BME-Logistikstudie 2022: Supply Chains erleben Digitalisierungsschub

Mehr als die Hälfte der Betriebe will Digitalisierungstechnologien innerhalb der nächsten fünf Jahre für sich nutzen, so eine Erhebung von BME und Hochschule Fulda.

Digitaler Durchblick? Den gibt es laut einer BME-Studie entlang der Lieferkette zunehmends, auch wenn an manchen Stellen Luft nach oben bleibt. (Symbolbild: Jürgen Fälchle / Fotolia)
Digitaler Durchblick? Den gibt es laut einer BME-Studie entlang der Lieferkette zunehmends, auch wenn an manchen Stellen Luft nach oben bleibt. (Symbolbild: Jürgen Fälchle / Fotolia)
Therese Meitinger

Das Management digitaler und automatisierter Lieferketten kommt in den Unternehmen des deutschsprachigen Raums weiter voran. Es gibt aber immer noch deutlich Luft nach oben, insbesondere für kleinere Betriebe. Das sind zentrale Ergebnisse der BME-Logistikstudie 2022 „Digitalisierung in Supply Chains“, so eine Pressemitteilung vom 16. Dezember.

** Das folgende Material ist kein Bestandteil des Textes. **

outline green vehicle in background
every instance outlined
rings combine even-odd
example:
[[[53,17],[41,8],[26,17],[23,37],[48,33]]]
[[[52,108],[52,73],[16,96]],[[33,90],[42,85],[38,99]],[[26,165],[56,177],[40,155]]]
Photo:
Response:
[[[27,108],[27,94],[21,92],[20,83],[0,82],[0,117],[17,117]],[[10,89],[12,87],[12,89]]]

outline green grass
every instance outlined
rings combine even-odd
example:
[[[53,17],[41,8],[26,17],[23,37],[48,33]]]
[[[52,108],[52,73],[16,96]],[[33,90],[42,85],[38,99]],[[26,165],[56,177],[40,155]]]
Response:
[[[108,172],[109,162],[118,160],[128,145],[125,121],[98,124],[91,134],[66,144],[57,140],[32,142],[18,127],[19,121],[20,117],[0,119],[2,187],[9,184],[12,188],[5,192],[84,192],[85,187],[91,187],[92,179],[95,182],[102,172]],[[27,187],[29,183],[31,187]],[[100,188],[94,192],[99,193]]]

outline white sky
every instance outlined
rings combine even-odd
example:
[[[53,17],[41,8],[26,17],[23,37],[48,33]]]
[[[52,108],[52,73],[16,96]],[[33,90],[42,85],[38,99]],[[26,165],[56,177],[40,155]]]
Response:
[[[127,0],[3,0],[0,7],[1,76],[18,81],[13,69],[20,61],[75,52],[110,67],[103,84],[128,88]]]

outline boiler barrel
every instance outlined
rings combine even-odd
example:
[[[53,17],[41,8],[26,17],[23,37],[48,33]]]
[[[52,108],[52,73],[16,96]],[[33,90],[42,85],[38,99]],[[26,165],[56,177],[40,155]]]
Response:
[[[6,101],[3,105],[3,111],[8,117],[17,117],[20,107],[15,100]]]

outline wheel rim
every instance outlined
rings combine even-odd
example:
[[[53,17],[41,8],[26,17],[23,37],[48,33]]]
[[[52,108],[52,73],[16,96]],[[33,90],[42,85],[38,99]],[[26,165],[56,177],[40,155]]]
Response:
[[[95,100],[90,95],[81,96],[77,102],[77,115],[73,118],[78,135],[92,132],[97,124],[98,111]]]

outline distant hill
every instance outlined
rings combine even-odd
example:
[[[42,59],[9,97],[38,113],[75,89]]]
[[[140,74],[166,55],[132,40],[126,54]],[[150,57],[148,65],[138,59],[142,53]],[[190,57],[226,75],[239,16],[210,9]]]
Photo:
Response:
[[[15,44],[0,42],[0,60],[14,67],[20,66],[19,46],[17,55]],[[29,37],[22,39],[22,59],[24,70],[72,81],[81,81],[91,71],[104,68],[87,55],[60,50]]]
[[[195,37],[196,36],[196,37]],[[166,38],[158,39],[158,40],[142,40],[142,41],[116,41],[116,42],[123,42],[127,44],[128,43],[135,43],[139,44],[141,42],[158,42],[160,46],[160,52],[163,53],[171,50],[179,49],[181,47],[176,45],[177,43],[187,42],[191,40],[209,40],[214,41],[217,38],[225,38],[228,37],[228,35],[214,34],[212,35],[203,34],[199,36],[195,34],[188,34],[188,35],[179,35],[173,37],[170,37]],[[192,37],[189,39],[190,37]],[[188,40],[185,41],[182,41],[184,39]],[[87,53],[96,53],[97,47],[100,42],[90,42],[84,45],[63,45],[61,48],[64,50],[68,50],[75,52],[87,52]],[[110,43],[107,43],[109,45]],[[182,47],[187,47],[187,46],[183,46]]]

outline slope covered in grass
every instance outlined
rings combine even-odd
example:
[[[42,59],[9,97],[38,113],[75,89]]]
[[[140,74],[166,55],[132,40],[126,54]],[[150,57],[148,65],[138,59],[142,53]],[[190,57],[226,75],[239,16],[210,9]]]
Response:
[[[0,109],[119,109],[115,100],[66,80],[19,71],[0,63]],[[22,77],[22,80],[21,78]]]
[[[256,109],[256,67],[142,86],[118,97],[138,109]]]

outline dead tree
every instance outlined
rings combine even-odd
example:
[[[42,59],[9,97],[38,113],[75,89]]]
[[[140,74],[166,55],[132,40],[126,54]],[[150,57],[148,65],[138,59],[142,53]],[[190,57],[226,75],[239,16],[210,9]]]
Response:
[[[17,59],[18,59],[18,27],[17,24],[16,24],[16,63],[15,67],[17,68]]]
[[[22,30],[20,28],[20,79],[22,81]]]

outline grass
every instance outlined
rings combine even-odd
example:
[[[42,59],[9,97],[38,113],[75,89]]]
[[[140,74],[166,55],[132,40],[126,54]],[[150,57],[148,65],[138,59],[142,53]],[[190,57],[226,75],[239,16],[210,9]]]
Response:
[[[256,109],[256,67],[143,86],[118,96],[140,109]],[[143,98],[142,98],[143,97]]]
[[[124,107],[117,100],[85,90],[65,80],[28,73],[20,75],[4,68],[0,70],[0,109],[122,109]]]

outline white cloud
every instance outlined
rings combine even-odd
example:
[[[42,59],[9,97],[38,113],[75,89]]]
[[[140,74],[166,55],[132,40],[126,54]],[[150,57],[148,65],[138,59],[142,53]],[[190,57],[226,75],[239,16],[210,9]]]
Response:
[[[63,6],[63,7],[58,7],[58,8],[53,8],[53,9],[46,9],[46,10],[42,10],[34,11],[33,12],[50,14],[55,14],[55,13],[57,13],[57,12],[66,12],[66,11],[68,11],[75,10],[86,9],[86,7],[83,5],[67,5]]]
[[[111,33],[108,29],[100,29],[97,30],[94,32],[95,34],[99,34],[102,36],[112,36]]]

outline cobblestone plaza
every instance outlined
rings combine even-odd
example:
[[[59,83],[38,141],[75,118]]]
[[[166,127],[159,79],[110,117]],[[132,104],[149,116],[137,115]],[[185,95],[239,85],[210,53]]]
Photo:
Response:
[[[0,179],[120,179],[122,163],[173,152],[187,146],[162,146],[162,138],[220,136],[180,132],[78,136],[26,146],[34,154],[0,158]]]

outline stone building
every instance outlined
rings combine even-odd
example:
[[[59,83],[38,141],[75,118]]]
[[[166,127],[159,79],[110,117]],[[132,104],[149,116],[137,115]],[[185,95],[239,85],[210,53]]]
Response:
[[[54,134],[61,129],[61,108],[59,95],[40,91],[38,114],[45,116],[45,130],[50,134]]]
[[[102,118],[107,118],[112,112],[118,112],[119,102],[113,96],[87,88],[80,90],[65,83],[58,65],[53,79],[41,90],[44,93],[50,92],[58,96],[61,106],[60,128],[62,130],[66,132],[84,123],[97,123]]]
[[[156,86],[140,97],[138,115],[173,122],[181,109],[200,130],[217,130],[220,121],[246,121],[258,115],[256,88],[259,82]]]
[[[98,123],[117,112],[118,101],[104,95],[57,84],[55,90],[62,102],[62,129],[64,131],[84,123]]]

Die Online-Erhebung wurde gemeinsam vom Bundesverband Materialwirtschaft, Einkauf und Logistik e.V. (BME) und der Hochschule Fulda durchgeführt. An der Studie beteiligten sich laut den Studienautoren 210 Führungskräfte aus Einkauf, Logistik und Supply Chain Management. Sie sind in den Branchen Industrie, Handel und Dienstleistung geschäftlich aktiv. Ziel der diesjährigen BME-Logistikstudie sei es gewesen, Transparenz in die aktuelle und geplante Umsetzung von Digitalisierungstechnologien in Supply Chains zu bringen, so der Verband.

Clouds, API und Big Data Analytics besonders gefragt

Mehr als die Hälfte der befragten Betriebe will der Erhebung zufolge innovative Digitalisierungstechnologien wie Clouds und APIs, Big Data Analytics, Roboter und Automatisierung, Künstliche Intelligenz sowie das Internet of Things innerhalb der nächsten fünf Jahre für sich nutzen.

„Bei Clouds und APIs sowie Big Data Analytics planen dies sogar mehr als drei Viertel der Studienteilnehmenden“, betont BME-Hauptgeschäftsführerin Dr. Helena Melnikov.

Gleichzeitig gebe es aber auch noch innovative Tools, die für Supply Chains relevant sein können, aber deren Potenzial nicht oder nur unzureichend erkannt wird, so Melnikov.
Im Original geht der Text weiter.